Germany downgrades 2024 economic forecast, anticipates continued contraction
The German government has revised its 2024 economic forecast, projecting a contraction for Europe’s largest economy for the second consecutive year before a recovery begins in 2025.
Output is expected to shrink by 0.2 percent in 2024, the economy ministry said in a statement, a sharp downgrade from the 0.3-percent expansion previously forecast, News.Az reports, citing foreign media.Germany's economy stalled in the first half of the year and a slew of disappointing indicators recently suggest "the economic weakness will persist into the second half of the year", it said.
Germany was already the only major advanced economy to fall into recession last year when it contracted by 0.3 percent, acting as a drag on the wider eurozone.
Stubbornly weak domestic and foreign demand, high interest rates and costly energy in the wake of Russia's war in Ukraine have all weighed heavily on the German economy -- particularly its crucial manufacturing sector.
At the same time, the country faces structural challenges including an ageing population, increased competition from China, burdensome bureaucracy and a complex green transition.
"Germany's structural problems are now taking their toll," Economy Minister Robert Habeck said.
"And this is happening amid major geo-economic challenges. Germany and Europe are caught in the middle of crises between China and the United States and must learn to assert themselves," he added.

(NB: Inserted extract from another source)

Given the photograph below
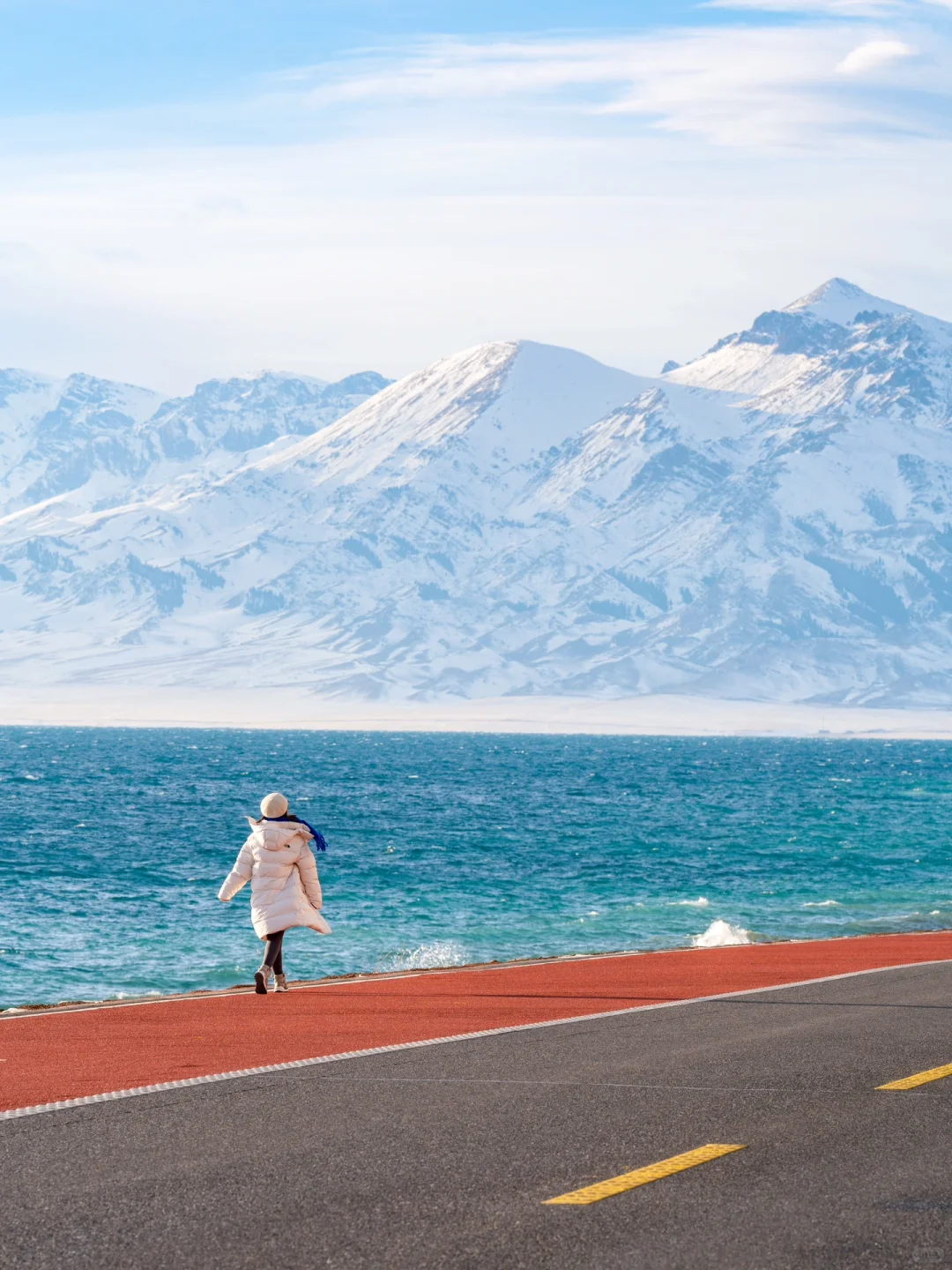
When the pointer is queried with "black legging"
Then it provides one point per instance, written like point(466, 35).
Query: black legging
point(271, 952)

Germany's woes were highlighted by a spate of bad news from the country's carmakers recently, as the flagship industry struggles with rising production costs and fierce competition from Chinese manufacturers on electric vehicles.

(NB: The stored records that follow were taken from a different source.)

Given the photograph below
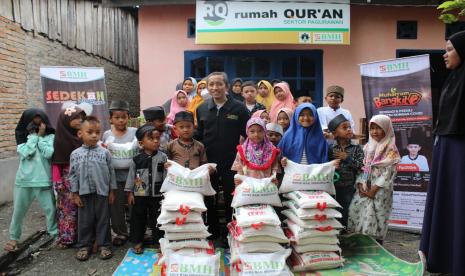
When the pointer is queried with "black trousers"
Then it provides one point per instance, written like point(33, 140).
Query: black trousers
point(143, 206)
point(222, 177)
point(94, 221)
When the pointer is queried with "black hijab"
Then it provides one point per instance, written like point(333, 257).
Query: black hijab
point(452, 102)
point(66, 139)
point(22, 131)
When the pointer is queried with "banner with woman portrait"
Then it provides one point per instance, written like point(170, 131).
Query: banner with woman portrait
point(85, 86)
point(401, 89)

Volkswagen, Europe's biggest auto manufacturer, last month cut its annual outlook and said it would for the first time have to consider closing factories in Germany.
Rivals BMW and Mercedes-Benz have also lowered their outlook, citing falling Chinese demand.
The economy ministry nevertheless expressed confidence that a rebound was just around the corner.
Higher wages, easing inflation and lower interest rates are expected to encourage domestic consumption next year, the ministry said, while an improved global outlook should boost exports and industrial investments.
The economy is expected to grow by 1.1 percent in 2025, according to the latest forecasts, up from a previous estimate of one percent.
In 2026, output is predicted to expand by 1.6 percent.